Foreign Outflows Add to the Pressure
Foreign Portfolio Investors (FPIs) continued their exodus from Indian equities, offloading stocks worth approximately ₹4,383.55 crore on Friday. November closed with a net outflow of ₹21,612 crore, further weighing on the rupee.
This persistent outflow reflects global investors’ cautious sentiment amid geopolitical uncertainties and India’s slowing growth trajectory.
Slowing GDP Growth Dents Confidence
India’s economic slowdown added fuel to the fire. The nation reported its slowest GDP growth in nearly two years, with a growth rate of 5.4% in the July-September quarter, down from 6.7% in the preceding quarter.
This deceleration raises concerns ahead of the Reserve Bank of India’s (RBI) monetary policy meeting later this week. The central bank faces the dual challenge of addressing currency depreciation while fostering economic recovery.
Credits: NewsBytes
What Lies Ahead for the Rupee?
Currency experts believe the Indian rupee’s near-term trajectory depends heavily on global and domestic factors.
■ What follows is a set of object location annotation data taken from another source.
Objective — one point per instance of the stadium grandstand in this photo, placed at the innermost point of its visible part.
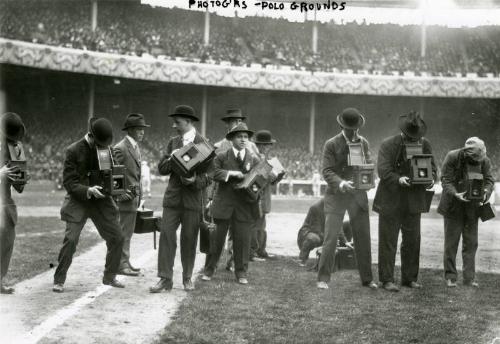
(55, 102)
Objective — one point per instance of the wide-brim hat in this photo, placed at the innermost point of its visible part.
(12, 126)
(264, 137)
(135, 120)
(412, 125)
(242, 127)
(102, 131)
(351, 118)
(185, 111)
(233, 113)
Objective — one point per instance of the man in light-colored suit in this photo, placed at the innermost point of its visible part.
(127, 153)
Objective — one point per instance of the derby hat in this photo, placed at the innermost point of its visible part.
(102, 131)
(185, 111)
(233, 113)
(135, 120)
(412, 125)
(351, 118)
(242, 127)
(264, 137)
(12, 126)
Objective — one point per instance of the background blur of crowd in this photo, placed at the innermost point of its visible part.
(134, 29)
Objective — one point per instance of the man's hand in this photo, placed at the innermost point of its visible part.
(95, 191)
(461, 196)
(404, 181)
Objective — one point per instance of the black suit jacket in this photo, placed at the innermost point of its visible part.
(178, 195)
(453, 180)
(390, 196)
(335, 170)
(227, 200)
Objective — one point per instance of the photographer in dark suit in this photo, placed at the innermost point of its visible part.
(231, 208)
(400, 203)
(341, 196)
(461, 214)
(128, 153)
(11, 130)
(182, 205)
(85, 201)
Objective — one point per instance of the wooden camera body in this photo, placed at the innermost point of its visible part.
(192, 157)
(109, 176)
(17, 158)
(363, 174)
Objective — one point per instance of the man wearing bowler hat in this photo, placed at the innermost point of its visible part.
(182, 204)
(341, 196)
(400, 203)
(12, 131)
(85, 201)
(128, 153)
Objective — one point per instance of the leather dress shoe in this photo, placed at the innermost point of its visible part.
(162, 284)
(6, 290)
(113, 282)
(128, 272)
(390, 286)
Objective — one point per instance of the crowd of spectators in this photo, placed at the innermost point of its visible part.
(134, 29)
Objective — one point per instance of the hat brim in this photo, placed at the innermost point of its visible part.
(230, 135)
(345, 126)
(194, 118)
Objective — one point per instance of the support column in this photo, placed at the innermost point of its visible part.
(312, 123)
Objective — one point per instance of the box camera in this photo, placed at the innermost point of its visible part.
(363, 174)
(17, 158)
(109, 176)
(192, 157)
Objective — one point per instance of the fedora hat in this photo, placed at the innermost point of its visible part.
(412, 125)
(233, 113)
(12, 126)
(185, 111)
(102, 131)
(242, 127)
(351, 118)
(264, 137)
(135, 120)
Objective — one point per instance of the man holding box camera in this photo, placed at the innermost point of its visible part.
(85, 200)
(460, 201)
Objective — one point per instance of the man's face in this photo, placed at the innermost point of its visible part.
(240, 140)
(137, 133)
(181, 125)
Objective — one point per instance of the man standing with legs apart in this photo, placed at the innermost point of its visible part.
(400, 203)
(182, 205)
(84, 201)
(460, 210)
(342, 196)
(127, 153)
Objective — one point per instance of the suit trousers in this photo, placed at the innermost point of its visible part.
(241, 232)
(189, 220)
(465, 226)
(127, 224)
(7, 236)
(360, 224)
(109, 229)
(388, 229)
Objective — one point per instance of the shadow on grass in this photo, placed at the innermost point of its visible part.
(282, 305)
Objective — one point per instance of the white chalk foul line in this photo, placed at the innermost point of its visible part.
(71, 310)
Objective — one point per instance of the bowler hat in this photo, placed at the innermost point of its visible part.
(184, 111)
(351, 118)
(135, 120)
(412, 125)
(12, 126)
(242, 127)
(233, 113)
(102, 131)
(264, 137)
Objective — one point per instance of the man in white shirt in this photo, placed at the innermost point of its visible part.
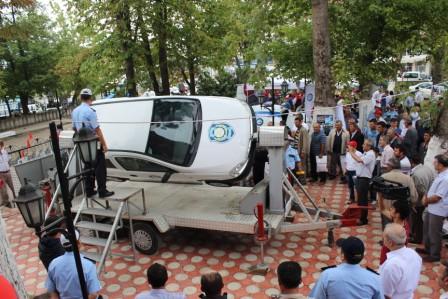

- Amit Pabari, Managing Director of CR Forex Advisors, observed that unless the rupee decisively breaks below the 84.20 mark, it may continue to trade within a short-term range of 84.20 to 84.60.
- The currency remains under pressure from external factors like Trump’s rhetoric and internal headwinds, including weak economic data.
- Adding to the uncertainty is the Federal Reserve’s monetary stance, which could further strengthen the dollar if US interest rates stay elevated.
A Perfect Storm of Challenges
While the Indian rupee has faced many hurdles in the past, the current situation presents a unique confluence of risks. Trump’s tariff threats amplify fears of an intensified trade war, particularly at a time when BRICS nations are exploring alternatives to reduce dollar dominance.
Domestically, the slowdown in GDP growth and sustained FPI outflows paint a grim picture for the near future. The upcoming RBI meeting will be closely watched for any interventions or strategies to stabilize the currency.
Conclusion: An Uphill Battle for the Rupee
The Indian rupee’s record low underscores the vulnerability of emerging market currencies in a volatile global landscape. Trump’s ultimatum to BRICS, coupled with India’s internal economic challenges, highlights the critical need for policymakers to tread carefully.
As the year-end approaches, the rupee’s historical resilience in December may face its toughest test yet. A combination of decisive domestic policies and stabilizing global conditions will be essential to steer the rupee back onto a firmer footing. Until then, the short-term outlook suggests a cautious and challenging road ahead.